What are co-packers?

Copackers are third-party food processors that agree to produce a product according to the recipe and requirements of a food business. We refer to these food businesses as “marketers” of the food product. Marketers are distinguishable from the copackers that manufacturer the product. Utilizing a copacker is an effective way to get a product on the shelf with minimal investment in equipment, real estate, and technical knowledge.

Why use co-packers?

Marketers can rely on the copacker’s experience, personnel, and equipment. Marketers get to access sophisticated production within inspected facilities. Copackers also commonly offer professional guidance on things like scaling-up recipes, product development, shelf stability, and product packaging.

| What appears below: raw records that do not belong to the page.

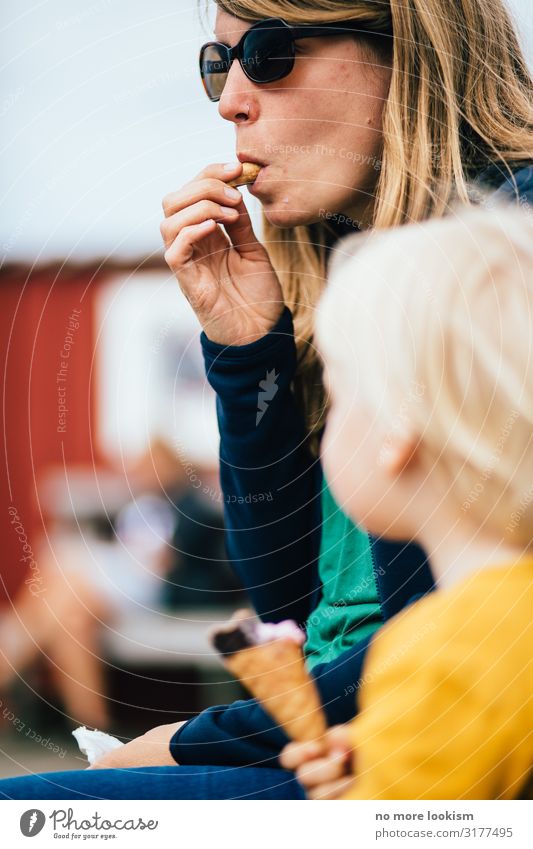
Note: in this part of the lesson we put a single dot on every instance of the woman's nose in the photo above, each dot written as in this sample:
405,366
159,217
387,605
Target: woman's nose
237,98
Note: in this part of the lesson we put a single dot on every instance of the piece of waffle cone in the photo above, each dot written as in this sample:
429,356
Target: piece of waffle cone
274,672
249,172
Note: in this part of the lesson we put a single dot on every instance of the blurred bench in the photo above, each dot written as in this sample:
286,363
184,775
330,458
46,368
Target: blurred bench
174,639
165,638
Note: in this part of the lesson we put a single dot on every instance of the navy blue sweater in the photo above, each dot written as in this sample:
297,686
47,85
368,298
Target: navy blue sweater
272,508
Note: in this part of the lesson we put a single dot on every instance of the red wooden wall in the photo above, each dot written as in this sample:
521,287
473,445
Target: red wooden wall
34,327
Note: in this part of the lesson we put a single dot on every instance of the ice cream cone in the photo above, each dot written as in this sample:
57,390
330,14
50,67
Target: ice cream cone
274,672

What are the legal implications?

Marketers that rely on copackers need to be aware of special liabilities that can arise in contract manufacturing. Copacking creates four distinct buckets of risk for the marketer:

  • Regulatory. Food product marketing is governed by labeling regulations, and manufacturing is governed by federal GMPs. Marketing and manufacturing are performed by different parties in a copacking relationship. Unless there is tight coordination between the marketer and the manufacturer, the product is bound to be misbranded or adulterated.
  • Theft of Intellectual Property. Marketers need to share their product formulas with copackers. Recipes are trade secrets, and sharing trade secrets needs to be done carefully. From the start of the relationship with a copacker, the marketer needs to clearly identify its intellectual property. A copacker’s rights to the trade secrets must terminate after the conclusion of the manufacturing relationship.
  • Food Safety. Marketers are entirely responsible to their customers for product safety. This is true whether or not they operate the machines that make the food. Marketers need to have crystal clear oversight of all food safety documentation related to their products. They also need a trained in-house quality control staff that can independently verify the manufacturer’s compliance with food safety protocols.
  • Commercial. Food manufacturing shares many of the commercial risks of any other manufacturing relationship. Deliveries are late. The wrong goods are shipped. Orders are incomplete. Marketers need to contemplate the legal remedies available to them and put them into the agreement.

These risks and a few others are addressed in shorthand on our nifty Copacking Infographic. Please read further for more of our comprehensive risk management thoughts.

What to include in your co-packer agreement

Marketers can address these risks in a comprehensive manufacturing agreement. Marketers may want to consider including the following items in copacker agreements:

• Set the Commercial Expectation. In copacking, marketers need to focus on details. Details set the commercial expectation for the copacker, and details provide the consumer with a consistent sensory experience. Clear, concise legal writing should describe the product in as much detail as possible. In addition to common sense details like cookie size and scone weight, we routinely describe products by color, pH, salinity, Brix, and even viscosity. It is incredibly important to be thorough. Establishing crisp, objective criteria for the product allows the marketer to reject goods that do not meet the terms in the Agreement. Good descriptions also help you to meet the consumer’s expectation.

• Coordination Between Labeling and Manufacturing. As we’ve covered on our food labeling page, any false or misleading information on product labeling means that the product is misbranded. Misbranded foods are subject to Food and Drug Administration sanctions as well as lawsuits by customers. Marketers must incorporate a copy of their label into the agreement. Copackers need comprehensive manufacturing specifications to guarantee that the final product matches the data in the Nutrition Facts Panel of the product label. Copackers also need to warranty that what they put in the package will match what the marketer said on the label.

• Undeclared Allergens. Undeclared allergens are the leading cause of product recalls in the United States. These allergens are usually introduced by accident, like when a manufacturer changes an ingredient supplier and neglects to think-through the labeling implications. A thorough product specification will require a copacker to use only the ingredients specified in the agreement, and no substitutes can be unilaterally made.

• Recalls – A food product recall is an intense experience.  When the public health is at stake, regulators don’t have any patience. They expect answers to manufacturing questions within hours, not days or weeks. Marketers must obligate their copackers to immediately cooperate with information requests during a recall. Recalls are expensive and are not generally covered by a basic commercial liability policy, so parties need to allocate the financial risk of the recall and determine how it will be paid for.

• Intellectual Property – A good non-disclosure agreement can adequately protect your trade secrets at the outset of the relationship. Prior to manufacturing, it is not uncommon for product formulas to undergo modification to meet the copacker’s equipment and staffing. Formula changes can be “assigned” to the marketer in a copacker agreement if they are minor. If the formula changes are more substantial, it might be advisable to enter into a product development agreement prior to the copacker agreement. Non-compete clauses or non-circumvention clauses can supplement these agreements to further insulate the marketer from commercial interference.